Gänzlich verändert hat sich auch der längste Wald Europas. Oder, um mit den Worten des deutschen Kurators und Graft-Architekten Wolfram Putz zu sprechen, "das längste freie und unbebaute Grundstück auf diesem Kontinent". Die Rede ist von der innerdeutschen Grenze, die nach dem Fall der Mauer und des Todesstreifens zu einem immer noch dramatisch aufgeladenen Freiraum mutierte. "Mauern sind schnell errichtet", so Putz, "aber ihr Rückbau dauert ewig. Manche Wunden heilen auch nie."

Gezeigt werden nicht nur 28 Projekte, die in diesem Freiraum entstanden sind, sondern auch Dokumentarvideos, in denen 72 Menschen aus bestehenden oder künftigen Mauerregionen vor die Kamera treten: Zypern, Israel/Palästina, Irland/Nordirland, Mexiko/Kalifornien, Nord- und Südkorea sowie Spanien/Gibraltar/Marokko. Unbuilding Walls, ein Beitrag für alle Rechten, Republikaner und Nationalisten. Gänsehaut.

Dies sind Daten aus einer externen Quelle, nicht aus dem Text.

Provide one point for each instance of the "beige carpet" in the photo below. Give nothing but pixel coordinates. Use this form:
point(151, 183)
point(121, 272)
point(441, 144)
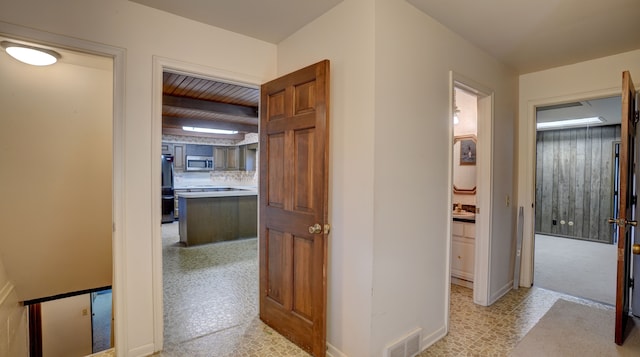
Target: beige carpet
point(576, 267)
point(571, 329)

Oder man macht es so wie die Briten, die den radikalsten Beitrag dieser Biennale geschaffen haben. Über dem Pavillon errichteten sie eine temporäre Aussichtsplattform mit Sitz- und Lümmelmöglichkeiten und Blick auf die gesamte Lagune. Neue Perspektiven tun sich auf. Die Innenräume sind, man kann es kaum glauben, leer. (Wojciech Czaja, 24.5.2018)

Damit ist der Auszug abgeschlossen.